Information management services probably should be provided by vendors in the private sector at contracted rates that provide value for the public dollar. This would be analogous to the entities that currently provide claims processing for the Medicare program. There is plenty of opportunity for the IT industry to establish successful business models that also will create value for all of us, but without repeating the model of the health plans that were designed to suck the resources out of the health care system.

In the future we will most likely continue with our existing private and public health care delivery system, but we will move our risk pools into the public sector, and we will serve the system with a modern, integrated, information technology system.

The policy issue?
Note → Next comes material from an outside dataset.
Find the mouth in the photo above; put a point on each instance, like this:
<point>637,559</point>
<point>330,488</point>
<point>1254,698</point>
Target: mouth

The health care information technology system probably should be developed and serviced by the private sector, but the funding and policies should be established by the public sector, assuring value for our public dollars, and assuring that the information technology resources will have a mission of improving health care for everyone, instead of a mission of enhancing personal megawealth.

From "Networking Health," by the Committee on Enhancing the Internet for Health Applications: Technical Requirements and Implementation Strategies, National Research Council (National Academy Press):

"A Final Word"

"The recommendations offered above are intended to set the nation on a course that will ensure that technology, organizational practices, and public policies converge in ways that will lead to broader deployment of Internet-based systems in health applications."

Final comment: There is extreme urgency in establishing the public policies that need to be in place as the technology and health care organizational practices converge.

For those that are asleep, THERE IS EXTREME URGENCY IN ESTABLISHING THE PUBLIC POLICIES THAT NEED TO BE IN PLACE AS THE TECHNOLOGY AND HEALTH CARE ORGANIZATIONAL PRACTICES CONVERGE.